XML parser that sorts elements?

J

jmike

Hi everyone,

I am a total newbie to XML parsing. I've written a couple of toy
examples under the instruction of tutorials available on the web.

The problem I want to solve is this. I have an XML snippet (in a
string) that looks like this:

<booga foo="1" bar="2">
<well>hello</well>
<blah>goodbye</blah>
</booga>

and I want to alphabetize not only the attributes of an element, but I
also want to alphabetize the elements in the same scope:

<booga bar="2" foo="1">
<blah>goodbye</blah>
<well>hello</well>
</booga>

I've found a "Canonizer" class, that subclasses saxlib.HandlerBase, and
played around with it and vaguely understand what it's doing. But what
I get out of it is

<booga bar="2" foo="1">
<well>hello</well>
<blah>goodbye</blah>
</booga>

in other words it sorts the attributes of each element, but doesn't
touch the order of the elements.

How can I sort the elements? I think I want to subclass the parser, to
present the elements to the content handler in different order, but I
couldn't immediately find any examples of the parser being subclassed.

Thanks for any pointers!
--JMike
 
D

Diez B. Roggisch

Hi everyone,

I am a total newbie to XML parsing. I've written a couple of toy
examples under the instruction of tutorials available on the web.
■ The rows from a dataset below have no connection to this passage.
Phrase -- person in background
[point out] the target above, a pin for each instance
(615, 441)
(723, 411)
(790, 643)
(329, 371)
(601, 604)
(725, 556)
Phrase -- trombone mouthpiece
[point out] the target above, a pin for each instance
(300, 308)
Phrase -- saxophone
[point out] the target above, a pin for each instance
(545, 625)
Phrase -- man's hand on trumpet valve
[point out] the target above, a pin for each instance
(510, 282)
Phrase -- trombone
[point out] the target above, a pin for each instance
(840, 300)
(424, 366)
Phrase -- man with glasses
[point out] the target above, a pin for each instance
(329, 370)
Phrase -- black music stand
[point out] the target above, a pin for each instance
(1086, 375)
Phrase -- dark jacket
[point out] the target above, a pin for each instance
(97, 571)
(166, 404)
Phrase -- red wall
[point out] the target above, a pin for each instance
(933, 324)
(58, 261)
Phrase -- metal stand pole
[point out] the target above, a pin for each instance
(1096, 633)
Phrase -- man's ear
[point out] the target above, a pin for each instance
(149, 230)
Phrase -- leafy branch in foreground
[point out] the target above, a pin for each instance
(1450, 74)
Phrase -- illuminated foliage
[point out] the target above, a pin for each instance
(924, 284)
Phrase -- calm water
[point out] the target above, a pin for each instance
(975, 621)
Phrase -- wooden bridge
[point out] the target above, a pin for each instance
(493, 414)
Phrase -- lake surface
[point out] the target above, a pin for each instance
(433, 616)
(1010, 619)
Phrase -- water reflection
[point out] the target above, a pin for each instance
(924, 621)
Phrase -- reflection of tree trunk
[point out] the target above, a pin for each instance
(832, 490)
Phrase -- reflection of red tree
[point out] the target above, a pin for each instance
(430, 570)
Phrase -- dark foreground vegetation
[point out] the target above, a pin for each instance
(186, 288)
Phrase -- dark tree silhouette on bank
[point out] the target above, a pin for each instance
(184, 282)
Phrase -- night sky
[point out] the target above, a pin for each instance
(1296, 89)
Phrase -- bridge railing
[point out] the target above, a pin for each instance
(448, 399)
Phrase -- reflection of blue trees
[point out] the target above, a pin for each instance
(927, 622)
The problem I want to solve is this. I have an XML snippet (in a
string) that looks like this:

<booga foo="1" bar="2">
<well>hello</well>
<blah>goodbye</blah>
</booga>

and I want to alphabetize not only the attributes of an element, but I
also want to alphabetize the elements in the same scope:

<booga bar="2" foo="1">
<blah>goodbye</blah>
<well>hello</well>
</booga>

I've found a "Canonizer" class, that subclasses saxlib.HandlerBase, and
played around with it and vaguely understand what it's doing. But what
I get out of it is

<booga bar="2" foo="1">
<well>hello</well>
<blah>goodbye</blah>
</booga>

in other words it sorts the attributes of each element, but doesn't
touch the order of the elements.

How can I sort the elements? I think I want to subclass the parser, to
present the elements to the content handler in different order, but I
couldn't immediately find any examples of the parser being subclassed.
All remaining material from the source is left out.